Baryogenesis from Strong CP Violation and the QCD Axion

TL;DR

This paper proposes that strong CP violation from the QCD axion, combined with a delayed electroweak phase transition, can explain the universe's matter-antimatter asymmetry, linking axion physics to baryogenesis and dark matter.

Contribution

It introduces a novel baryogenesis mechanism involving the QCD axion and a dilaton-like scalar, connecting strong CP violation to matter asymmetry in a model testable at the LHC.

Findings

Strong CP violation can drive baryogenesis if the electroweak phase transition is delayed.

A dilaton-like scalar at the electroweak scale can naturally delay the phase transition.

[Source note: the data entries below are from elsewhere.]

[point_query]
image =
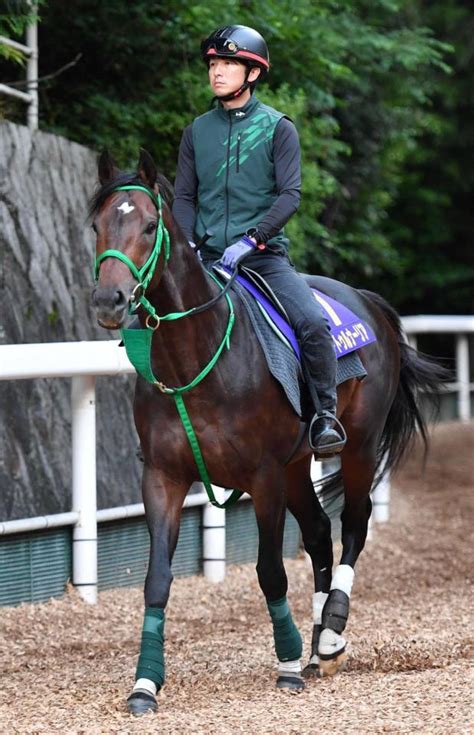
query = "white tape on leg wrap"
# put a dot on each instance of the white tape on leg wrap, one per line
(289, 667)
(147, 684)
(319, 599)
(343, 578)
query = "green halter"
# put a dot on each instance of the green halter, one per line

The framework links the QCD axion to solving the strong CP problem, baryogenesis, and dark matter.

Abstract

The strong CP-violating parameter is small today as indicated by constraints on the neutron electric dipole moment. In the early universe, the QCD axion has not yet relaxed to its QCD-cancelling minimum and it is natural to wonder whether this large CP violation could be responsible for baryogenesis. We show that strong CP violation from the QCD axion can be responsible for the matter antimatter asymmetry of the universe in the context of cold electroweak (EW) baryogenesis if the EW phase transition is delayed below the GeV scale. This can occur naturally if the Higgs couples to a O(100) GeV dilaton, as expected in some models where the Higgs is a pseudo-Nambu Goldstone boson of a new strongly interacting sector at the TeV scale. The only new relevant ingredients beyond the Standard Model in our framework are the QCD axion and an EW scale dilaton-like scalar field. The existence of such a second scalar resonance with a mass and properties similar to the Higgs boson will soon be tested at the LHC. In this context, the QCD axion would not only solve the strong CP problem, but also the matter anti-matter asymmetry and dark matter.